I want to discuss another idea which is to create and deliver profiles via payload composition.
Payloads vs Profiles
As you know, profiles are the "container" for one or many payloads. They represent a chunk of configuration. Payloads on the other hand cover a single topic of configuration, which seems to me like a great place to draw a line when you are attempting to slice this problem into a lower level abstraction.
From what I can see, there are two approaches to configuration management via profiles. More commonly people will use a single payload per profile to deal with that piece of configuration individually. If you're using Profile Manager (why?) you might be dealing with a whole chunk of configuration for a single user or device.
The first use case really highlights the fact that most of the time you are using profiles as a wrapper for the most atomic level of configuration available, which is a payload. But you might recognise that there are problems with composition if you have two of the same payload.
I propose that we deal exclusively with payloads as the primary unit of config within the system, and there are a few problems that come along with this approach. I think that the problem of creating a profile inheritance hierarchy can be solved via composition instead.
Payload Editing and Composition
Ok, so the payload is the basic unit of configuration. This simplifies UI layouts for payload editing because you only need to focus on a single PayloadType for each "editor" UI.
The composition comes in when it is time to generate a profile. First of all you have the flexibility to define many payloads outside of a profile. This means that you can re-use an element of configuration (payload) in many different profiles.

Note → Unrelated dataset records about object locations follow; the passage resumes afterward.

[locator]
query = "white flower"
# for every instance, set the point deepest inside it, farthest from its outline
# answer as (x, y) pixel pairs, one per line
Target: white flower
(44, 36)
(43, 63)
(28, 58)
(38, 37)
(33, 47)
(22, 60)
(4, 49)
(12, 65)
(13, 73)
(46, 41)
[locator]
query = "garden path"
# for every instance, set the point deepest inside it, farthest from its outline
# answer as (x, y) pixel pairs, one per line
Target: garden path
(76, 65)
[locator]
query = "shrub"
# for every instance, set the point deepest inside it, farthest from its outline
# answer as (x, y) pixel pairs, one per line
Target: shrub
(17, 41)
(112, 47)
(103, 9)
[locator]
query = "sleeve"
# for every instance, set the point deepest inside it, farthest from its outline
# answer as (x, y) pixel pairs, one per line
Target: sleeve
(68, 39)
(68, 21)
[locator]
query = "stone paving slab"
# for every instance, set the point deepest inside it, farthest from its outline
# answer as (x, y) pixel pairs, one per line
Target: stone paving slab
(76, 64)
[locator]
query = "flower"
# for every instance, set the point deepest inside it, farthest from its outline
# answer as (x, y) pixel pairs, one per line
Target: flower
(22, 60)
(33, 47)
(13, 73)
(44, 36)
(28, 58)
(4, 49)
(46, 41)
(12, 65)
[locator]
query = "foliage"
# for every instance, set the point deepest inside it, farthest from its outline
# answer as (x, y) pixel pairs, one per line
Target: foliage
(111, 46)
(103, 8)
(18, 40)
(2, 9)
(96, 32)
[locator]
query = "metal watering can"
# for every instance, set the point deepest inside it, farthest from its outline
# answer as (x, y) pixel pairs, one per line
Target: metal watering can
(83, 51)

This also means that you can change details within a single payload and have all dependent profiles updated to include the new information.
The end user would generate a payload for each item of configuration they wanted to manage (maybe several payloads of the same type if they differ for different departments). The system would then provide a way of generating a profile based upon a given collection of payload UUIDs.
This model could be extended to support a kind of inheritance via composition if groups of payloads could include nested groups of payload within themselves.
In this way you can abstract out the common payload elements and then create new compositions that articulate settings that are catered to a specific group.
Problems
Problems occur with this abstraction when functionality depends on the top-level Profile keys.
Largely this isn't a problem except for PayloadIdentifier
.
PayloadIdentifier is the single field responsible for identifying whether a profile should be entirely replaced, or a new one added.
There are two approaches to solving this issue:
- Every composition of payloads is assigned an identifier for its resulting profile OR
- The
PayloadIdentifier
field is generated based upon the composition of payloads within the profile. One algorithm might be joining all of the UUIDs present in the profile, sorted lexicographically.
The advantage of the second approach is that the composition of two profiles with the same content results in the same identifier, so it isn't necessary to store a one-many or many-many relationship of profile IDs to payloads.
I'm still not absolutely sure about the functionality of PayloadIdentifier
within individual payloads and whether an identical value there causes the domain plugin to skip over the payload. I would propose that a hash of the payload content be used to generate each payload identifier so that any change in the content is reflected if that's the case.
Tidbits
It could be possible to provide an endpoint that generates a profile based on payload UUIDs like so:
https://micromdm.dev/payloads/profile/{uuid1},{uuid2},{uuid3}
.
This could be handy for downloading composed profiles on the fly, and the profile identifier is guaranteed to be the same which means the profile is replaced each time you download and install it.
That's all for now! I hope that generates some ideas or questions in any case.